Il espérait retrouver son autorisation, mais il devra encore attendre. Salarié depuis deux ans d'un sous-traitant d'EDF, un ingénieur de 29 ans s'est vu refuser en mars l'entrée à la centrale nucléaire de Nogent-sur-Seine. La préfecture de l'Aube a, en effet, donné un avis défavorable, sans justifier cette décision. Mais pour ce musulman pratiquant, pas de doute, il est victime de discrimination.

Défendu par le Collectif contre l'islamophobie en France (CCIF), le technicien s'est engagé dans une bataille judiciaire pour sauver son emploi et contestait cette interdiction d'accéder à la centrale, lundi 18 août, en procédure d'urgence devant le tribunal administratif de Châlons-en-Champagne. La décision a finalement été renvoyée à une audience collégiale devant se tenir à la fin août.

L'avis de la préfecture couvert par le secret-défense

Employé depuis 2012 dans son entreprise, cet ingénieur chef de projet, chargé de la maintenance des centrales nucléaires, avait pourtant obtenu l'autorisation d'accès les deux années précédentes. "Il ne s'est absolument rien passé entre 2013 et 2014, soutient l'avocat du plaignant. On ne nous a fourni aucun élément précis relatif au comportement de mon client qui le jugerait incompatible à l'accès aux centrales nucléaires. D'autant que, dans sa société, il s'agit d'un très bon élément, respecté." L'avocat critique le flou qui entoure la décision de la préfecture car l'avis défavorable, couvert par le secret-défense, n'a pas été motivé.

Dans son entreprise et sur son lieu de travail, tout le monde savait, que le jeune ingénieur était de confession musulmane. "Il pratique le ramadan, il demande les jours fériés pour les fêtes de l'Aïd et puis il porte un nom à consonance arabe..., détaille maître Sefen Guez Guez. Aujourd'hui, nous ne pouvons rien certifier, mais il est à craindre que l'atmosphère islamophobe qui règne en France ces derniers mois ait pu peser sur des agents de l’Etat vis-à-vis de mon client."

Au cabinet du préfet, on essaie de calmer les esprits : "Il va de soi que le préfet n'a pas émis un avis défavorable en fonction de critères de religion ou de race. On juge sur des éléments liés à la sécurité". L’avocat de l’ingénieur n'a pas connaissance de cas similaires par le passé. Et s'il y a déjà eu des pertes d'habilitation pour certains salariés d'autres prestataires travaillant sur des sites sensibles, elles s'expliquent par des condamnations pénales. "Mais mon client a un casier vierge, martèle l'avocat de l'ingénieur musulman. Ce n'est pas un délinquant !”

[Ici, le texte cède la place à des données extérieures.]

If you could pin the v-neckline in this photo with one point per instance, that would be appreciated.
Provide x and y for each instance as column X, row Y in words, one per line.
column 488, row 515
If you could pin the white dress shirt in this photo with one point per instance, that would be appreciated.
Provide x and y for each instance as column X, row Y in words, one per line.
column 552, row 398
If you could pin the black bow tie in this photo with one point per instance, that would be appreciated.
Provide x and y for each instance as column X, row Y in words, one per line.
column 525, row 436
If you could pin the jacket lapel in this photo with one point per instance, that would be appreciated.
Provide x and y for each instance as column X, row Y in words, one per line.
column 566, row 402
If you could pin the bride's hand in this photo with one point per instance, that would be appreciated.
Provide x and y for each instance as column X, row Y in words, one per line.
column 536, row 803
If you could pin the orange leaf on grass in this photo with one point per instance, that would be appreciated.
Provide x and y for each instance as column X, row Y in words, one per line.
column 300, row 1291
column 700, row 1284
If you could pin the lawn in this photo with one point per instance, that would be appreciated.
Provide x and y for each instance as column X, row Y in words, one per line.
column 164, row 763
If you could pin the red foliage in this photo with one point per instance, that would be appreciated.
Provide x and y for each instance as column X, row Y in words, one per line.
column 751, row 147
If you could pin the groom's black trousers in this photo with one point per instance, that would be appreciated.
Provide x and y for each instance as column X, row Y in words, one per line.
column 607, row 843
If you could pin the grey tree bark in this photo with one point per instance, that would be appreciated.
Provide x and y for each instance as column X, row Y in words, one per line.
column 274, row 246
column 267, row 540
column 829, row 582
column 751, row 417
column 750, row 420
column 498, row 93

Une précédente interdiction annulée en juin

"On ne demande pas que les explications soient rendues publiques, ajoute-t-il. Mais on veut que la personne concernée et ses avocats puissent les connaitre afin de pouvoir en débattre."

Depuis une loi de novembre 2001, c’est la personne qui s’estime victime de discrimination qui doit en apporter les preuves concrètes. Puis, c'est au tour du responsable désigné de prouver que la décision prise repose sur des éléments objectifs et non-discriminatoires.

En juin, le tribunal administratif de Châlons-en-Champagne avait annulé une première fois l'interdiction frappant l'ingénieur, estimant qu'il y avait "un doute sérieux sur la légalité de la décision" puisque "ni EDF, ni le préfet de l'Aube n'ont précisé quelles caractéristiques justifiaient l'interdiction d'accès". Mais depuis, il s'est à nouveau vu refuser l'accès à la centrale de Nogent-sur-Seine, qui se référait à l'avis préfectoral. Si la préfecture refuse à nouveau de s'expliquer, son avocat pense que le tribunal lui donnera à nouveau gain de cause.